The victory march of mobile devices is a siren call to cybercriminals. According to recent surveys, the share of malware impacting smartphones and tablets rose dramatically in 2011, by as much as 140%. And yet, smartphone users appear to be particularly oblivious. A study by Steria Mummert Consulting indicates that only 38% consider data encryption a necessity for mobile devices. One in five even believe that there is no need for security measures when using mobile devices.

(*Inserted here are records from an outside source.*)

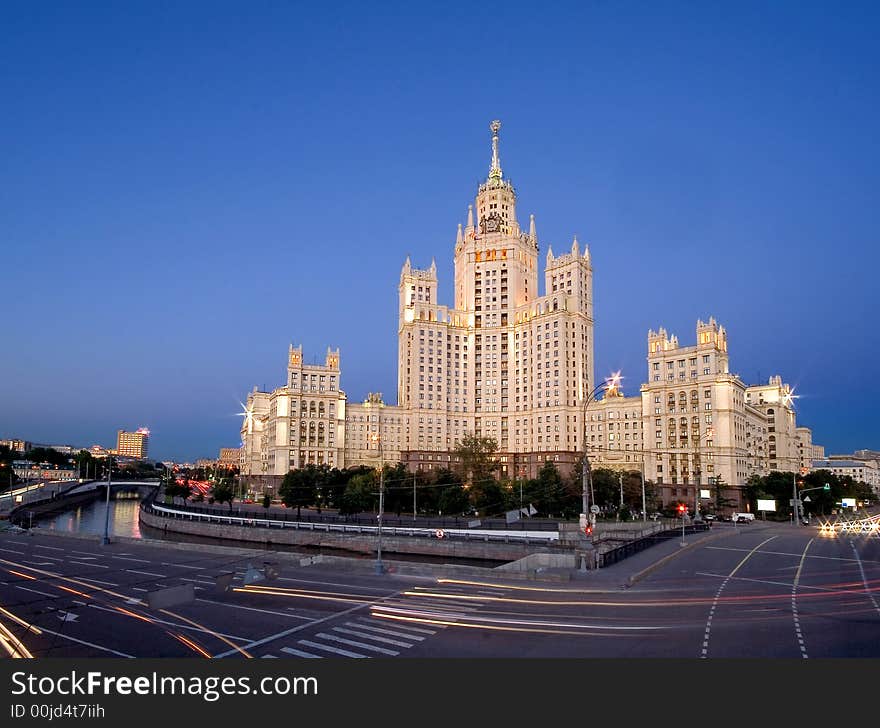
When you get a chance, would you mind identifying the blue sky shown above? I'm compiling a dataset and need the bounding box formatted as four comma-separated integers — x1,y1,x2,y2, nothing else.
0,2,880,460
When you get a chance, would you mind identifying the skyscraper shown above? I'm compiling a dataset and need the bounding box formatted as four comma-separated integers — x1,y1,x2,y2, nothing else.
116,427,150,460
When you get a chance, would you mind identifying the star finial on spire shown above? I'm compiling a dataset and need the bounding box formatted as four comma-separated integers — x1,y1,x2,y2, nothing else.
489,119,501,180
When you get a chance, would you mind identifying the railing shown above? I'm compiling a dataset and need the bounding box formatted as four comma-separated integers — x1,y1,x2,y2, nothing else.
144,503,559,534
141,494,559,544
596,523,709,568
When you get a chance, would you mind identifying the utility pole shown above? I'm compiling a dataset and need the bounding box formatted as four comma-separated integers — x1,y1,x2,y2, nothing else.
101,454,113,546
640,458,648,523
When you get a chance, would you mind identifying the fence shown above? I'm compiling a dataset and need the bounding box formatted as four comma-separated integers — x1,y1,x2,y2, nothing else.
597,523,709,568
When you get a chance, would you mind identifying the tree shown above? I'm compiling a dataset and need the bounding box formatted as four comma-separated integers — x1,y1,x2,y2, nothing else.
454,433,504,510
535,460,565,516
211,480,235,512
278,463,330,518
339,472,376,516
428,468,468,515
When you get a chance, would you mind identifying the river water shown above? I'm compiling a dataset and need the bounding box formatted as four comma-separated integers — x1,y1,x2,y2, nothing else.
34,494,501,568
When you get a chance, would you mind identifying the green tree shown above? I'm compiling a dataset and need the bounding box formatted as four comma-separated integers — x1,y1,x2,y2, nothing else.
211,479,235,512
534,460,565,517
434,468,469,515
454,433,504,511
339,472,377,516
165,478,192,505
278,463,330,518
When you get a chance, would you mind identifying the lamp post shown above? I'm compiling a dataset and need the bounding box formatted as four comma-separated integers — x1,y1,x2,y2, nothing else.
581,372,620,522
694,426,715,521
373,395,385,574
101,453,113,546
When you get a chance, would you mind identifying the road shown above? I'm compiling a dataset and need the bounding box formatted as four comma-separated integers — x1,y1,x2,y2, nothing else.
0,523,880,659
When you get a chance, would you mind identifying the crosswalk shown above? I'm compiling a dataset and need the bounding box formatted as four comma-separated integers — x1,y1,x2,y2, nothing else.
261,588,505,659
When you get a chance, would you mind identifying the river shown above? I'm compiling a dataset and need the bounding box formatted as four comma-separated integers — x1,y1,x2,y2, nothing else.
34,493,501,568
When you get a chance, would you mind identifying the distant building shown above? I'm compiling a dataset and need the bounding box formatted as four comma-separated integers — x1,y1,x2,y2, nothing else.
813,455,880,493
217,447,241,468
0,438,34,455
12,460,77,481
116,427,150,460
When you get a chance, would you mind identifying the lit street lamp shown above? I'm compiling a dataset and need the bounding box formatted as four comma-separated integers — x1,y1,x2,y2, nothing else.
581,372,620,523
371,398,385,574
101,454,113,546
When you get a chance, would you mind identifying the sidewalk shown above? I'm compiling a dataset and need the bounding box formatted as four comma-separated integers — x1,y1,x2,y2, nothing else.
547,528,736,591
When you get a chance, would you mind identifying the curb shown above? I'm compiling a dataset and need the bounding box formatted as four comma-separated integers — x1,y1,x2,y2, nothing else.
624,532,732,587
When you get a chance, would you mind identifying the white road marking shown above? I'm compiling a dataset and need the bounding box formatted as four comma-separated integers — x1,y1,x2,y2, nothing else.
281,647,321,660
15,585,59,599
299,640,366,657
363,617,437,634
315,632,400,657
333,622,412,647
196,599,311,622
214,604,372,658
345,622,426,642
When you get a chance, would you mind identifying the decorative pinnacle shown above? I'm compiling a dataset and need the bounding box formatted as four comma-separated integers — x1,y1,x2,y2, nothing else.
489,119,501,179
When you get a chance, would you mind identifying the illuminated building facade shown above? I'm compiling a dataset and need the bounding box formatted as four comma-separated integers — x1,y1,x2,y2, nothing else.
116,427,150,460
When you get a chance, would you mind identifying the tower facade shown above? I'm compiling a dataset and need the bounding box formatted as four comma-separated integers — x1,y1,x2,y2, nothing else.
398,121,594,474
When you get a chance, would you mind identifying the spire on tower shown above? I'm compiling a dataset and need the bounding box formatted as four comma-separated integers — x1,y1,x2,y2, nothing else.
489,119,501,180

This is even more shocking when considering the risks engendered by malware. Inadequate or non-existent encryption allows anyone to access data – a potential catastrophe that is nonetheless frequently minimized. Even devices for purely personal use often contain valuable contact information that can be attacked and abused. Basic protections for smartphones and other devices are available in antivirus software, encryption solutions and access protection such as two-factor identification in which a component such as a smartcard or USB token is used in addition to the password.

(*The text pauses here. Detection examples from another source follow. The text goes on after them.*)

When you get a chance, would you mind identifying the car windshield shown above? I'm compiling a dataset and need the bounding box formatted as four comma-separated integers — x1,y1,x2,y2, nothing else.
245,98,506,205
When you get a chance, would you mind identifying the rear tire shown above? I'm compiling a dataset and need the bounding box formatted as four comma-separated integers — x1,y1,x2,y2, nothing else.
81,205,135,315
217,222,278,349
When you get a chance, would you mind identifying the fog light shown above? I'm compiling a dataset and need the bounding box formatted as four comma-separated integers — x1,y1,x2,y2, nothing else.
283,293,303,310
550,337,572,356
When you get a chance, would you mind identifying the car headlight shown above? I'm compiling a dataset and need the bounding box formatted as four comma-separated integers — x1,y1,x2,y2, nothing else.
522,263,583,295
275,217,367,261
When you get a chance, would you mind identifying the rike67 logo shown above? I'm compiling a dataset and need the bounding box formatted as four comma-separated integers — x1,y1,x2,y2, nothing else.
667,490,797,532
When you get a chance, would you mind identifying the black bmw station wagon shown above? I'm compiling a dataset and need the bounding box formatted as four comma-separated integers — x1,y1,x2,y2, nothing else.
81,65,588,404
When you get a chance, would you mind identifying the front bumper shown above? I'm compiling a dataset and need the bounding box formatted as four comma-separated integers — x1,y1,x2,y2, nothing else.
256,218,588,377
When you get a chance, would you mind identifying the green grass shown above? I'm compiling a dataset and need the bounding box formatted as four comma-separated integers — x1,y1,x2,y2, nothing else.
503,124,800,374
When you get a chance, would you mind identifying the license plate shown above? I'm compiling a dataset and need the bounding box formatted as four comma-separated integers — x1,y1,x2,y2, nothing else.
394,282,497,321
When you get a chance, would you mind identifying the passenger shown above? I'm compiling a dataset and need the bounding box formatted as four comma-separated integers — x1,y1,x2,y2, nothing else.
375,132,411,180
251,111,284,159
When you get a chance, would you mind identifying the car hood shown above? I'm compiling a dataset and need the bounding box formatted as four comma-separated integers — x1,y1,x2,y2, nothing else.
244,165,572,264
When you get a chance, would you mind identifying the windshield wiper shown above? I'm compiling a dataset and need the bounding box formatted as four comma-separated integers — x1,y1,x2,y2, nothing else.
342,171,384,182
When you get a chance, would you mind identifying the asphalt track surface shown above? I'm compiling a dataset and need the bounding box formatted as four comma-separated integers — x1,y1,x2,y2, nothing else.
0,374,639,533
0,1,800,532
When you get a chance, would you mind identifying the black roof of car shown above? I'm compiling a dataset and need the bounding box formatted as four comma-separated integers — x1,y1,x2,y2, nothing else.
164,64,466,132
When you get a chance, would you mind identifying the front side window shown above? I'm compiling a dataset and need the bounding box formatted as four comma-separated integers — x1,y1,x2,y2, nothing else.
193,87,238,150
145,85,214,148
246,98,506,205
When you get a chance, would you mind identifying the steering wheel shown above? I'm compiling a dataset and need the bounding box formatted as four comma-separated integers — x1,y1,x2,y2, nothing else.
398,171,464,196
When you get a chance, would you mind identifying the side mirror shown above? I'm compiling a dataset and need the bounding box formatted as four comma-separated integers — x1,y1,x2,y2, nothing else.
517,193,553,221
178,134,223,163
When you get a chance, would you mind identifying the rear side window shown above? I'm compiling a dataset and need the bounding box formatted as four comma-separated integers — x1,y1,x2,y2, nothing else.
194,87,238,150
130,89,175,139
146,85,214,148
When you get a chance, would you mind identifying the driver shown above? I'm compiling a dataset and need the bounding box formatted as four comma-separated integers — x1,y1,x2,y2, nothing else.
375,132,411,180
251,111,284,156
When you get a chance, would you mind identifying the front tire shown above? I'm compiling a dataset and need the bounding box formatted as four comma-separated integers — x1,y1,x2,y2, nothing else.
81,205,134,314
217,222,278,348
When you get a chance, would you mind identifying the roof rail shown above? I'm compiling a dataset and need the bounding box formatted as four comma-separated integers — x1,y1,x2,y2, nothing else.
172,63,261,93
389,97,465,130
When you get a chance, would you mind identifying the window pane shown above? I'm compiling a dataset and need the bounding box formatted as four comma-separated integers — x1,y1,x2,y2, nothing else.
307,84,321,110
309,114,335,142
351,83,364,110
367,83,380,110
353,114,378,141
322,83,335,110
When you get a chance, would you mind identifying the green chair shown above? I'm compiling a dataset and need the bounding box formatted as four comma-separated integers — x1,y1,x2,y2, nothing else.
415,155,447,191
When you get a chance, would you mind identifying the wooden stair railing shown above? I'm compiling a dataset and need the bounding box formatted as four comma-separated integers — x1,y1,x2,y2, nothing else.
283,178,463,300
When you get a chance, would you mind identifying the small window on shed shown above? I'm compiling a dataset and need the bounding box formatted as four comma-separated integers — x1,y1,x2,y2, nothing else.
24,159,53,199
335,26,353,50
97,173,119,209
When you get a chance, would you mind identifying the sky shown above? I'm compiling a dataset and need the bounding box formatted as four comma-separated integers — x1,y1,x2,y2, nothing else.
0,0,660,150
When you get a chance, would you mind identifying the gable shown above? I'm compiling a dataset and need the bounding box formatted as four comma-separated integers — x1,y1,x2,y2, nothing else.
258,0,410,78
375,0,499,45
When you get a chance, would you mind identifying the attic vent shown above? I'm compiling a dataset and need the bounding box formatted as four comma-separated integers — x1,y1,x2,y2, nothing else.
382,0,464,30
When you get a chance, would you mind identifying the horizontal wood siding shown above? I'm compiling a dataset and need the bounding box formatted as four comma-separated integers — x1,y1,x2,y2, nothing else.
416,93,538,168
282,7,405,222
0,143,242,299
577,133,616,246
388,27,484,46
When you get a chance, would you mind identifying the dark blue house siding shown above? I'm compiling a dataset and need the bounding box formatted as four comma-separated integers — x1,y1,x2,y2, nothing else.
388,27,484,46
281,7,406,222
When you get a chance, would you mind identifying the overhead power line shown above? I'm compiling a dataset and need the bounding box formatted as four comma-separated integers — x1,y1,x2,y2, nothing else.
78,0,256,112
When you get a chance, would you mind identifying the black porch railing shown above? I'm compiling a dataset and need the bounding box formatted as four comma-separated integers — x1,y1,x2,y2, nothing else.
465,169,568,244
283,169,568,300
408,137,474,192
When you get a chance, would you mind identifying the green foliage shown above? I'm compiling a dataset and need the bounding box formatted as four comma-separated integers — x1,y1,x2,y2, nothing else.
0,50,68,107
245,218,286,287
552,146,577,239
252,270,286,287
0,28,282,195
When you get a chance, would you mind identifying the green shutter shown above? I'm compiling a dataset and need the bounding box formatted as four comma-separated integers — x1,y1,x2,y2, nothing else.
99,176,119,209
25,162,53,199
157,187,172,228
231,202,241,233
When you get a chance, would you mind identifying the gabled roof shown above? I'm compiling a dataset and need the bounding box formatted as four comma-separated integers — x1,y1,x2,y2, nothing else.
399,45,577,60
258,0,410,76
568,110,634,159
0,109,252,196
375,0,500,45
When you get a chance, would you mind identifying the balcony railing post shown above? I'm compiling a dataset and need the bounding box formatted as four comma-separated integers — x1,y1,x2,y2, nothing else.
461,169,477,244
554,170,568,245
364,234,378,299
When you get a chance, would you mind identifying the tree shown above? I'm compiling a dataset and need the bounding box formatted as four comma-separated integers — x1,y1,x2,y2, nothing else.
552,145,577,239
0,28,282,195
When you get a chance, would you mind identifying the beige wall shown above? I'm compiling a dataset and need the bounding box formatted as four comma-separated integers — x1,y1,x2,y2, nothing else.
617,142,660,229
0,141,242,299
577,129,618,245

When sensitive company data is processed on a mobile device, a means for remote data deletion in the event of an emergency should be part of the security toolkit. Using a virtual private network (VPN) for connection to the company network is also advisable, to screen this connection from other data traffic. However, this method has pitfalls if the mobile device is not free of malware.

The use of personal devices in the professional setting is a major concern, as these are difficult or impossible to integrate into the company's security approach. One possible solution is dual-SIM mobiles, which contain two SIM cards to allow clean separation of personal and professional use.

In the mobile arena as well, Managing Trust is more than the sum of its parts. Unique rules, security guidelines and centrally managed security approaches that include all devices and whose effectiveness is regularly verified are needed to ensure trust and security. Ergonomics plays a decisive role in this area as protective measures are all-too-often ignored if they are not user-friendly or are perceived as disrupting the work process.